The exercise is being conducted under the “Sino-Russian good-neighborly treaty of friendship and cooperation,” signed in 2001, said Christopher Brown, a senior research associate at the Washington­based Potomac Institute for Policy Studies.


“This is similar to Peace Mission 2005, which was also a bilateral exercise, but they later tried to apply some tangential connection to the SCO by making a big show of inviting SCO members as observers and announcing the next Peace Mission would be a SCO exercise,” Brown said.
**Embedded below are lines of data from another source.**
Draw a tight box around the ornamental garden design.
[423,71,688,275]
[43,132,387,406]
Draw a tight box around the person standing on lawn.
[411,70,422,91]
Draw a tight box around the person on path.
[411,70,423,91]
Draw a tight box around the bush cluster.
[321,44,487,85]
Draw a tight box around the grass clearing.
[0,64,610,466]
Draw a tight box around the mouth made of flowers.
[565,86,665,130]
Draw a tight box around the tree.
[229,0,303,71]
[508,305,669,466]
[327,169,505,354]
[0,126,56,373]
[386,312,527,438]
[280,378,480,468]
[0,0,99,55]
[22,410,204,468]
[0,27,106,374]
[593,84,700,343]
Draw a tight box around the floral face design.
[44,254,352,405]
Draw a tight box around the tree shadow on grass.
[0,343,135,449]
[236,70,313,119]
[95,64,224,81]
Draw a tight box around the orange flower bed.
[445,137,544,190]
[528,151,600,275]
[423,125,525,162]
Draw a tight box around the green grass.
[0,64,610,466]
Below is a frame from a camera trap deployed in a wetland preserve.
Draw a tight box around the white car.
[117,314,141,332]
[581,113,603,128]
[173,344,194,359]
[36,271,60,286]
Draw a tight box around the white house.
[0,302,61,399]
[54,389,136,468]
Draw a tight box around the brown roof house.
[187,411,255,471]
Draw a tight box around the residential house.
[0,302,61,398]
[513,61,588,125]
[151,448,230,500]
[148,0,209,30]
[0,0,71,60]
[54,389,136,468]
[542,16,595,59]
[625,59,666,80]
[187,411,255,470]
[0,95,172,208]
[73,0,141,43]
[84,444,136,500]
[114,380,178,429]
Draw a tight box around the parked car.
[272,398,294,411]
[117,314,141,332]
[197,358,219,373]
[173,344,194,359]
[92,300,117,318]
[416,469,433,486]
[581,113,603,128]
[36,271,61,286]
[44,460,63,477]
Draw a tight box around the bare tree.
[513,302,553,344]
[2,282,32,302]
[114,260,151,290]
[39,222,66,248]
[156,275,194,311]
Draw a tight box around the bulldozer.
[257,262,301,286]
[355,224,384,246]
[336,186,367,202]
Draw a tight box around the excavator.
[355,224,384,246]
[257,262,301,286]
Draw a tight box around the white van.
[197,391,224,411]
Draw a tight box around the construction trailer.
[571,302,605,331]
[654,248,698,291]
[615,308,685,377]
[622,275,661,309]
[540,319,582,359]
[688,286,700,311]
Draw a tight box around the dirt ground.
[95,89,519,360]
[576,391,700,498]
Held in Russia, the 2007 exercise involved 6,000 troops and 600 pieces of equipment, but this year there are only 3,000 troops and 300 pieces of equipment, Kashin said. Previous exercises were based on a scenario of “liberating” a small town captured by Islamic separatists.


But this year’s exercise “serves a different purpose and is more aimed at strengthening Russian-Chinese military interoperability, including the logistics systems. They still call it counterterrorist, but there is nothing counterterrorist about them,” Kashin said. 


Message For The SCO?

The exercise might also have something to do with intimidating SCO members who have been less than happy with previous Peace Mission exercises that looked more like preparations to invade them, rather than liberate them from so­called terrorists.
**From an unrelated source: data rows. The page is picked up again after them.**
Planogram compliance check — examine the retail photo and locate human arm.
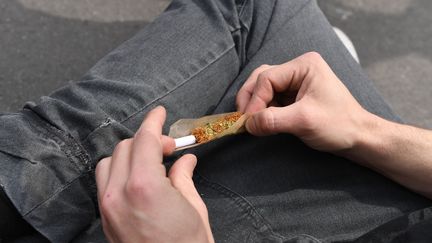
[237,53,432,198]
[96,107,214,242]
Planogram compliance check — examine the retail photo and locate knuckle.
[99,193,120,218]
[125,177,157,199]
[114,139,132,153]
[256,108,274,134]
[258,64,271,70]
[297,107,317,134]
[303,51,322,61]
[258,71,271,82]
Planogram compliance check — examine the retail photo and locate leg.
[0,0,256,242]
[188,1,431,242]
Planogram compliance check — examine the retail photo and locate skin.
[237,53,432,199]
[96,50,432,242]
[96,107,214,243]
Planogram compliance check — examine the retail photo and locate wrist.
[341,110,397,167]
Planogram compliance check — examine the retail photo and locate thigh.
[191,0,431,242]
[0,0,241,242]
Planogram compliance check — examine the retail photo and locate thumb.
[168,154,203,210]
[245,103,298,136]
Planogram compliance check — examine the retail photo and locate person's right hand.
[237,52,372,152]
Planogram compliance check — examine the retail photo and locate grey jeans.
[0,0,430,242]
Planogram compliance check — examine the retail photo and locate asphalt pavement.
[0,0,432,128]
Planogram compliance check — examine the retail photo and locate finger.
[236,64,272,112]
[168,154,201,205]
[246,103,299,136]
[96,157,112,198]
[245,71,274,113]
[130,106,166,176]
[162,135,175,155]
[245,54,314,113]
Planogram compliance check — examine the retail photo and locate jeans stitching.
[196,172,286,240]
[12,110,97,215]
[22,173,91,217]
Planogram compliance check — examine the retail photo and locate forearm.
[344,113,432,198]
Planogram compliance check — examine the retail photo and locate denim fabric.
[0,0,431,242]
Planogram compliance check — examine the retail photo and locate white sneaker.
[333,27,360,63]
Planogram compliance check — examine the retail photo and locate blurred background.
[0,0,432,128]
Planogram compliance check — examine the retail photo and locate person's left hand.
[96,107,214,242]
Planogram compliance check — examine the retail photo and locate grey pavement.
[0,0,432,128]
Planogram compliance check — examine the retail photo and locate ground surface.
[0,0,432,128]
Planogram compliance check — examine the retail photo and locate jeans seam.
[196,172,287,240]
[18,110,97,215]
[119,45,234,126]
[22,174,90,217]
“Its real purpose, as I understand, was to develop a scenario of countering a possible major uprising and political instability in Central Asia, especially countries like Uzbekistan and Kazakhstan,” said Kashin.


Brown said that the the exercise, “in terms of both being bilateral and armor-centric, this has nothing to do with counter-terrorism.”

“In this case the separatism and extremism that they are likely concerned with centers on the other SCO members,” he said.


Shortly after the 2007 exercise the next SCO exercise entered the planning stages for 2010 in Kazakhstan, said Brown. This was an olive branch to the Chinese, who were blocked, intentionally or otherwise, from crossing Kazakh soil to enter Russia for Peace Mission 2007.


Brown asks, why spend a year planning and implementing Peace Mission 2009 when China and Russia can simply wait till 2010?


“It likely has something to do with the complaints on the part of the SCO members about the usefulness of the SCO Peace Mission exercises,” said Brown.

“The ‘Stans’ basically felt that Peace Mission 2007 was a waste of time and resources. Many comparing it to the old Soviet-style exercises in which the primary states do what they want, dragging along the smaller states.”

Brown said Peace Mission 2009 might be a Chinese and Russian attempt to force other SCO members to either accept Sino-Russian leadership of the SCO framework or face expulsion.


“Therefore, this type of signal is likely to have a very visceral impact,” said Brown. “In many ways, this is very similar to the Russian­based cyber-attack, soon after the use of that same weapon against Georgia, on Kyrgyzstan right before they sat down and signed the agreement of coercive economic aid in exchange for kicking the U.S. out of the Kant airbase.”